Sehr geehrte Frau Pöstenyi,
zum Tod Ihres Mannes, unseres Gründungsmitglieds Wolfgang Kohlhaase, darf ich Ihnen im Namen der Anna-Seghers-Gesellschaft Berlin und Mainz e.V. unsere tief empfundene Anteilnahme aussprechen.
Ich hatte im März des letzten Jahres noch die Gelegenheit, aus Anlass seines 90. Geburtstags ein kurzes Gespräch mit ihm am Telefon zu führen. Er kam damals gerade aus dem Urlaub und war, wie er sagte, beim Sortieren der Post. Er hat sich sehr über die vielen positiven Besprechungen zu seinem Geburtstag gefreut, in denen damals schon – wie heute in den zahlreichen Nachrufen in den großen Medien – seine Person und seine künstlerische Leistung gewürdigt werden.
Ich habe mir nach dem Gespräch mit ihm die Kassette mit seinen Filmen von 1953 bis 1988 gekauft und es immerhin geschafft, mir bis heute die Hälfte davon anzusehen (von „Die Störenfriede“ bis „Berlin um die Ecke“), „Solo Sunny“ gab es dann noch im Fernsehen. Spannend fand ich vor allem seine genauen Berichte über die Entstehung der Filme und ihre jeweilige öffentliche Wirkung. Da kann man auch etwas über die Kulturgeschichte der DDR lernen. Für andere Mitglieder der Gesellschaft waren die Filme wichtig, die er mit Konrad Wolf (z.B. „Ich war neunzehn“ oder „Der nackte Mann auf dem Sportplatz“) und Andreas Dresen realisiert hat. Seine öffentlichen Auftritte und Lesungen bleiben in Erinnerung, z.B. in der Stafan Heym-Bibliothek in Adlershof, dem Stadtteil seiner Kindheit und Jugend, in dem auch Anna Seghers seit den 1950er-Jahren lebte, oder auch im Claudius-Club in Potsdam.
Schon im letzten Jahr klagte er über Arthrose sowie Herz- und Atemprobleme und meinte, alles sei so schnell geworden, z.B. die Menschen auf der Friedrichstraße, bei ihm gehe alles viel langsamer als früher. Sehr gefreut hat er sich, dass sein Buch „Erfindung einer Sprache“ aus dem Jahr 1977 jetzt wieder bei Wagenbach erschienen sei, alles Geschichten, die es nicht in einen Film geschafft hätten. Auch über unser Jahrbuch Argonautenschiff haben wir gesprochen, er war positiv überrascht, dass es noch existiert und immer wieder neue Beiträge zu lesen sind. In diesem Zusammenhang bat er mich, Pierre Radvanyi ganz herzlich zu grüßen, was ich auch gemacht habe, leider ist der Sohn von Anna Seghers im letzten Dezember mit 95 Jahren gestorben.

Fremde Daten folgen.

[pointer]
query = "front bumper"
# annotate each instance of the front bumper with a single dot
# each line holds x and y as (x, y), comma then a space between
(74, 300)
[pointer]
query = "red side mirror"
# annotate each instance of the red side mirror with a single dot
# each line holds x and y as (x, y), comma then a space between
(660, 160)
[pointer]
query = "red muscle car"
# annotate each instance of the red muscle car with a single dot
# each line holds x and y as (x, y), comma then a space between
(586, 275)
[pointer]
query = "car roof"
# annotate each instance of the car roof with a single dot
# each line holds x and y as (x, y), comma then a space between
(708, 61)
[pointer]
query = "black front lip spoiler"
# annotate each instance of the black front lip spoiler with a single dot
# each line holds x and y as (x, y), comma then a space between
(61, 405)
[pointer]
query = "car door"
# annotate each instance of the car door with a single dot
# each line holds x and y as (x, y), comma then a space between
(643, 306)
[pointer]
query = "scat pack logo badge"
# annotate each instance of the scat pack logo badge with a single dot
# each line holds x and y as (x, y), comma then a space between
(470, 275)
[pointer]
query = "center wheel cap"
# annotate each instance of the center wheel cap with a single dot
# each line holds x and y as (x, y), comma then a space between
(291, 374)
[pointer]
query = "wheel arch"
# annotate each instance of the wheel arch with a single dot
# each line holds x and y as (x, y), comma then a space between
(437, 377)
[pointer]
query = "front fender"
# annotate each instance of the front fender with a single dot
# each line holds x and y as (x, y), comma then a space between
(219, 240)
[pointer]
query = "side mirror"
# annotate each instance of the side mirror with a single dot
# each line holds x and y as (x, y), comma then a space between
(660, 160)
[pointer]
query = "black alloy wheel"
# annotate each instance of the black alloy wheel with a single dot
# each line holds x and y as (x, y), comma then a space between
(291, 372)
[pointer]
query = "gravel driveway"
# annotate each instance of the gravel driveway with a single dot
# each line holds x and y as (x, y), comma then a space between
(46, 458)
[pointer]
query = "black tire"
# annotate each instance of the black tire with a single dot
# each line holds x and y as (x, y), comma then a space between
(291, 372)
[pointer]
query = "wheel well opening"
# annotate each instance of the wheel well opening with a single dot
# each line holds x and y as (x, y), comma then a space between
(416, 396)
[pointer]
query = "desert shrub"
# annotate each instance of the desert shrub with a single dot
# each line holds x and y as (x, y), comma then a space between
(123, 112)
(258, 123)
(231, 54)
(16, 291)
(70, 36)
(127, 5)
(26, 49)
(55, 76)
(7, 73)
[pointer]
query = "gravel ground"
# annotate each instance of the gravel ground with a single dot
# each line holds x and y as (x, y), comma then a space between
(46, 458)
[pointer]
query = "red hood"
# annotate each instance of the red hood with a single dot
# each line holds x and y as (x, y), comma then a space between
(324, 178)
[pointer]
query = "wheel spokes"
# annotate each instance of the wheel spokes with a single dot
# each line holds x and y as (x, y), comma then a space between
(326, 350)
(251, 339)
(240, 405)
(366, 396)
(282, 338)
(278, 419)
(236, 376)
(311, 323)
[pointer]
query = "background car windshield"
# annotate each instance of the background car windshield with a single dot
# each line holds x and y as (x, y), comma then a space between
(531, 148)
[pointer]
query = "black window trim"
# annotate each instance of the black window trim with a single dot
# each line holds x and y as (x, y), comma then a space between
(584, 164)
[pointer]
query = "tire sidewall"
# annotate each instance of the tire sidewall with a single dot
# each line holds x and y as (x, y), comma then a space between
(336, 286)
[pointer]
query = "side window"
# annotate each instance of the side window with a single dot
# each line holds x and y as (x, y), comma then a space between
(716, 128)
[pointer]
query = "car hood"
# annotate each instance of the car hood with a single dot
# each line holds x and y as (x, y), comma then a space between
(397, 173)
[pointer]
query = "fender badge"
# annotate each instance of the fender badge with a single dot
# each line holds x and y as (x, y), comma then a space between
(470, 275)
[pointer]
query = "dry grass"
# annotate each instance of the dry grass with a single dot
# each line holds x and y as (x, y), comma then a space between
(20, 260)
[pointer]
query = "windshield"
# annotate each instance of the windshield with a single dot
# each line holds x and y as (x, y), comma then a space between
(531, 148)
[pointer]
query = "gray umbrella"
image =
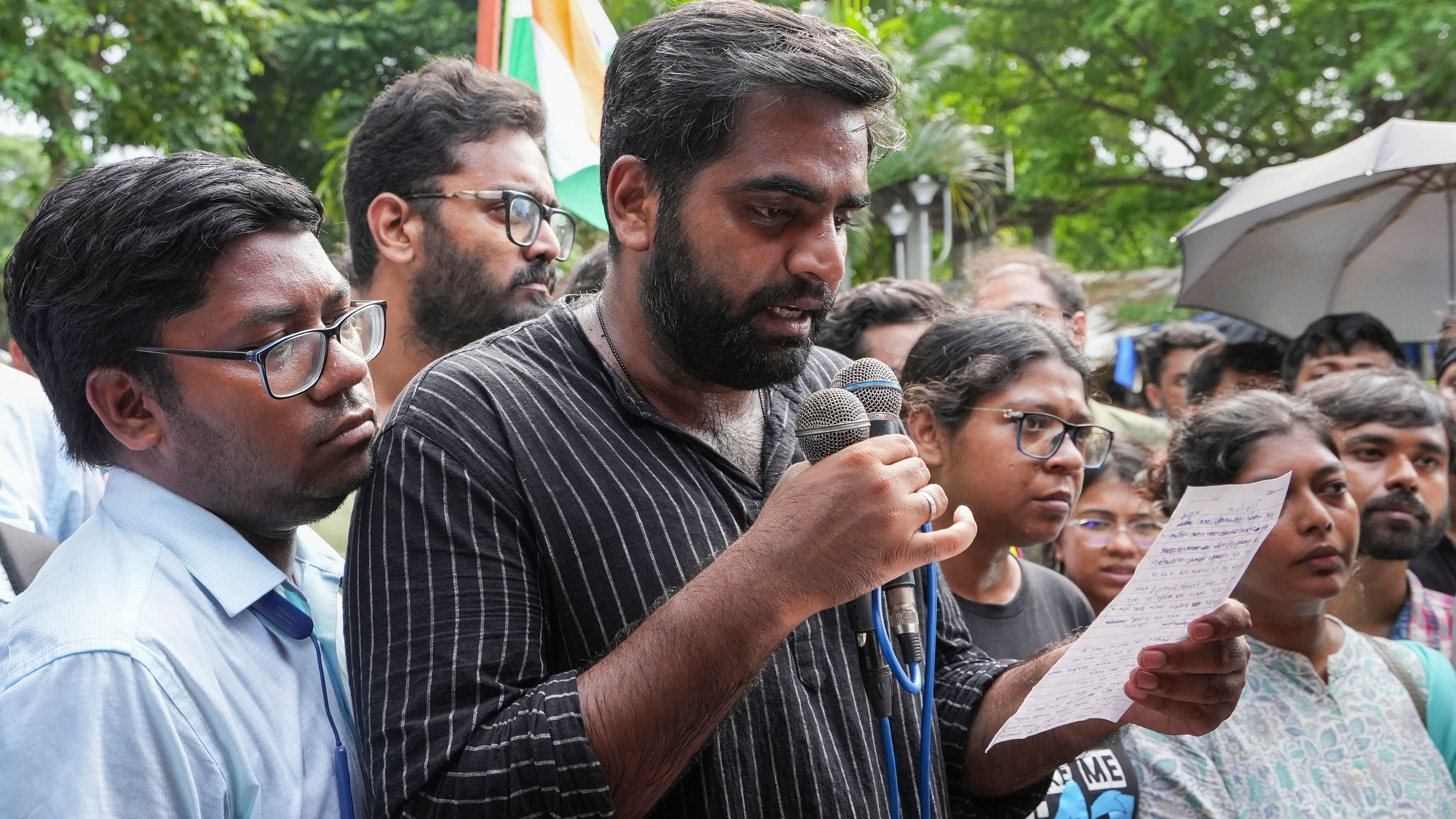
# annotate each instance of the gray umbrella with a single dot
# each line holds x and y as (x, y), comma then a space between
(1369, 226)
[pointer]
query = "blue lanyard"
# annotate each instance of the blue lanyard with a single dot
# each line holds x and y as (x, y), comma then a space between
(298, 624)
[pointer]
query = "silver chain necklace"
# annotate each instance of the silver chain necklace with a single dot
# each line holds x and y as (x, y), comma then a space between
(602, 323)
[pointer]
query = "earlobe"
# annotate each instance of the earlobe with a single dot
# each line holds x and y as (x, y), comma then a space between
(925, 433)
(1078, 327)
(395, 228)
(124, 409)
(632, 200)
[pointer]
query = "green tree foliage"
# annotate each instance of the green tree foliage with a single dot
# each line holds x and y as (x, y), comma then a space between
(1127, 117)
(162, 74)
(328, 60)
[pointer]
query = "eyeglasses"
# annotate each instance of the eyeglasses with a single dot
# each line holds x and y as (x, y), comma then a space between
(1100, 534)
(296, 362)
(523, 218)
(1045, 313)
(1040, 435)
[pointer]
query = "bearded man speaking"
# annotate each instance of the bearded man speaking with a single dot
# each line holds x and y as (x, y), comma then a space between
(1395, 441)
(452, 213)
(587, 576)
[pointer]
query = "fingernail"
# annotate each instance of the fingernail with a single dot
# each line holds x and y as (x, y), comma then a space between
(1151, 659)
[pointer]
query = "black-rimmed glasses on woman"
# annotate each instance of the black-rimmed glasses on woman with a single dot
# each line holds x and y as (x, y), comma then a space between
(1039, 435)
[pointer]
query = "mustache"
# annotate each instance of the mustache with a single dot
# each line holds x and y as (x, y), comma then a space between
(772, 295)
(1400, 502)
(539, 272)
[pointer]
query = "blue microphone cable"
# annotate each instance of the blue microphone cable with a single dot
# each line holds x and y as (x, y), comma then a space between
(918, 680)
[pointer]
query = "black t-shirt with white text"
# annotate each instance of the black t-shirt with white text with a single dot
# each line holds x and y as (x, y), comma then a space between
(1101, 783)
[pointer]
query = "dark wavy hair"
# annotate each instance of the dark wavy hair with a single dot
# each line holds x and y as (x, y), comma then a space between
(411, 134)
(1127, 462)
(877, 304)
(969, 355)
(1214, 445)
(117, 251)
(676, 84)
(1339, 333)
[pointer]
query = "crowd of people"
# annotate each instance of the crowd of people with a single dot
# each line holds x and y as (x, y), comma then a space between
(589, 572)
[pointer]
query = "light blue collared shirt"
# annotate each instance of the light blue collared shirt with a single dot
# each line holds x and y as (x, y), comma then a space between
(136, 681)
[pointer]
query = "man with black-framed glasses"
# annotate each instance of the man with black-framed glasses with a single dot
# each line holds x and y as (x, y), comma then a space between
(180, 655)
(454, 216)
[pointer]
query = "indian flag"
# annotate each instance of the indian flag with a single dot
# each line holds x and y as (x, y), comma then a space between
(561, 49)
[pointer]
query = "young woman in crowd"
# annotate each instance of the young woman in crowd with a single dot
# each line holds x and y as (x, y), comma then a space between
(998, 406)
(1112, 527)
(1330, 722)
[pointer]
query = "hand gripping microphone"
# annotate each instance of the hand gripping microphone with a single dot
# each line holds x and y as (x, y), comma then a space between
(829, 422)
(874, 384)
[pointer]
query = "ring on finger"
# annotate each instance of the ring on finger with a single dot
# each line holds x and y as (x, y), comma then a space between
(929, 502)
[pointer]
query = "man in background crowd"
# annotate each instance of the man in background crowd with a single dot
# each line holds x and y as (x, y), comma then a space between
(178, 655)
(1339, 343)
(41, 490)
(44, 495)
(883, 320)
(445, 159)
(1021, 279)
(1167, 355)
(1438, 567)
(1225, 369)
(1395, 441)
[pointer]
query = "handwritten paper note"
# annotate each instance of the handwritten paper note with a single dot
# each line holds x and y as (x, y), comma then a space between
(1190, 569)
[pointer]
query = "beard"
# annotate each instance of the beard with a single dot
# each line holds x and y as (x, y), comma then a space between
(691, 315)
(1397, 540)
(455, 301)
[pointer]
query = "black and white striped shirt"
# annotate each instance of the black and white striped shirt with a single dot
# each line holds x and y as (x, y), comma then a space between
(526, 511)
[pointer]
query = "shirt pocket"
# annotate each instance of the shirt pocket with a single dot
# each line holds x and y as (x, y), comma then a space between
(807, 646)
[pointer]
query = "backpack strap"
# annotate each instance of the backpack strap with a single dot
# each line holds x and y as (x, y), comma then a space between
(12, 573)
(1401, 674)
(22, 554)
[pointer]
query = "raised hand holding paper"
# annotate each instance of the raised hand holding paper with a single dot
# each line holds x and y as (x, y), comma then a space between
(1192, 567)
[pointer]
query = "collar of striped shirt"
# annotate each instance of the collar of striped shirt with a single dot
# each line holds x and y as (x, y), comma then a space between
(526, 511)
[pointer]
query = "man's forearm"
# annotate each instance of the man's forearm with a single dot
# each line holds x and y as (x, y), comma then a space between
(1017, 764)
(651, 703)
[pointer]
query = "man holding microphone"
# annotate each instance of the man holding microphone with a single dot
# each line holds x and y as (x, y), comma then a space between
(587, 576)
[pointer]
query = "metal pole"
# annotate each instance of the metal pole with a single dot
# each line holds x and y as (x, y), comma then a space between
(1451, 241)
(488, 36)
(925, 244)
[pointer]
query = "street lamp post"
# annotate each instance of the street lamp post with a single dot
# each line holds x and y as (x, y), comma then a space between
(899, 223)
(924, 192)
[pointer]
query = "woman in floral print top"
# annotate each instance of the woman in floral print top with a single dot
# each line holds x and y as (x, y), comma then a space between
(1325, 725)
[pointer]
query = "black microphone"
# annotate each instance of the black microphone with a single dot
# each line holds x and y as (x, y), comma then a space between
(874, 384)
(827, 422)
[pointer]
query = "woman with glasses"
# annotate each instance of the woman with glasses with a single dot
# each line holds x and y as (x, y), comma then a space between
(998, 407)
(1332, 721)
(1112, 527)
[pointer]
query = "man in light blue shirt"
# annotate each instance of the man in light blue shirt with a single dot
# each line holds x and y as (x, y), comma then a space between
(180, 654)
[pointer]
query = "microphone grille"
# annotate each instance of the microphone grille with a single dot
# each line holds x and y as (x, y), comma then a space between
(829, 422)
(876, 397)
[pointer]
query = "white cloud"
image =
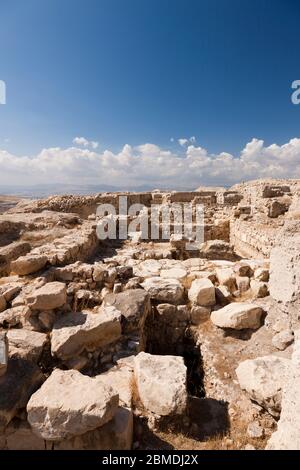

Vor allem wegen der Kinder von Anna Seghers, Ruth und Pierre Radvanyi, hat Wolfgang Kohlhaase lange Jahre dem Vorstand der Anna Seghers-Stiftung angehört und sich dort nicht nur für das Werk von Anna Seghers, sondern auch für die Förderung junger Autorinnen und Autoren eingesetzt. Auch für diese Arbeit sind wir ihm zu Dank verpflichtet.